# pressure front flips



## Guest (Sep 22, 2009)

ok so i wanna learn a pressure front flip for a rail jam we are throwing on oct 17, that and all my friends say i cant do it. ive been reading and mostly every one is saying the hardest thing to do is commit, and also to try it on a trampoline first. any other tips? also what about some tips on taking that into or off of a box i think the set up is going to be a flat down box, i was hoping to throw it off or maybe at the tranny? thanks for any tips


----------



## BurtonAvenger (Aug 14, 2007)

just learn how to nollie and throw your weight forward after that it's nothing.


----------



## Guest (Sep 22, 2009)

i feel like it is easy but your definitely make it sound real easy, iam going to start messing around with it tomorrow, thanks for being the first person that didnt hate on the idea


----------



## arsenic0 (Nov 11, 2008)

floridarider303 said:


> thanks for being the first person that didnt hate on the idea


Dont worry, BA hates you, your mom, and every person that you ever looked at. He does however love telling people what to do


----------



## Guest (Sep 22, 2009)

I've been reading about how to kick some ass, and I've watched a bunch of movies. Quite frankly, that doesn't mean that I'm going to disprove my friends who say I can't beat up Mayweather, but HEY! 

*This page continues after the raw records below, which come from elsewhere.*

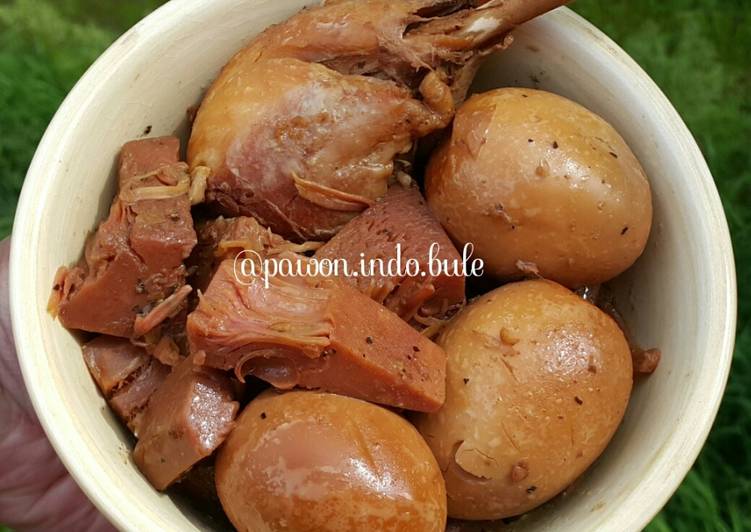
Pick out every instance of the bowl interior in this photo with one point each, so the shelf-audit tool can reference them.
(680, 296)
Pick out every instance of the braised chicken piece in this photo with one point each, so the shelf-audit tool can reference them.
(303, 126)
(401, 219)
(188, 417)
(315, 333)
(132, 277)
(225, 238)
(126, 375)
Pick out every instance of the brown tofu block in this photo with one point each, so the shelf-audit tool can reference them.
(126, 375)
(188, 417)
(134, 260)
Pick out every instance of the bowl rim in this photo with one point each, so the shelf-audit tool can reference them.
(48, 154)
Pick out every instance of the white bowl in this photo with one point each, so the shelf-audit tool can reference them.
(681, 296)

Front flips are much easier for me, than back flips. I found that if you just start practicing small, with a lil kicker into some powder, it's easy as fuck to learn. But, since you're in Florida, I dunno what the fuck you're gonna do. haha


----------



## Guest (Sep 22, 2009)

im not in florida im from florida, ill be shredin keystone breck and a-bay all year


----------



## Guest (Oct 5, 2009)

Easiest way I think is to tame dog (straight over the nose) and find a nice little cornice or drop into some powder (still feels funky on kickers). Easiest way i've found to teach people..

Get them to try it, with your board off on the flat, to get used to the movement/commitment teaching them to lift up their lead foot and bring their body weight onto their back foot then use the momentum to launch forward also using there upper body (think of a cartwheel or bowling a cricket ball) to frontflip (or lincoln flip) on the flat

Next step is to take this to the cornice and have them frontflip off without their board, once they feel comfortable with the commitment and movement, some nice big nollies off the drop/cornice is good, to get a feel for landing and the take off on the nose.

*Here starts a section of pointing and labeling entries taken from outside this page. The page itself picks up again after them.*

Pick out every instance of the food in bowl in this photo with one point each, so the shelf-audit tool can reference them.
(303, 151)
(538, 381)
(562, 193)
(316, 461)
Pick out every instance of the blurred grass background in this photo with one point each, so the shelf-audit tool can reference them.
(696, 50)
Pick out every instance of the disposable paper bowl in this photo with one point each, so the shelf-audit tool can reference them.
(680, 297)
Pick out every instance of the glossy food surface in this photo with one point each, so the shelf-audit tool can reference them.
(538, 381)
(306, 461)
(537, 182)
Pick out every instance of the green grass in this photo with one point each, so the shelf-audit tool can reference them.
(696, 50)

Then go the whole way, people often have trouble with timing, you want to start the press 1-2 metres before the drop and then try to slam your nose onto the very edge of the drop to get the right timing, other problems seem to be upper body staying still (you can tell them to try to touch the base of the board under the nose (side note: looks sweet if they can get the grab too). Pretty easy trick once you get over the commitment

Next step is to start getting spinny with them, start experimenting with bringing your arm down for the frontflip over one side of of your board and eventually 45o between nose and centre of bindings.

Awesome trick thats easier than it looks by a long shot.


----------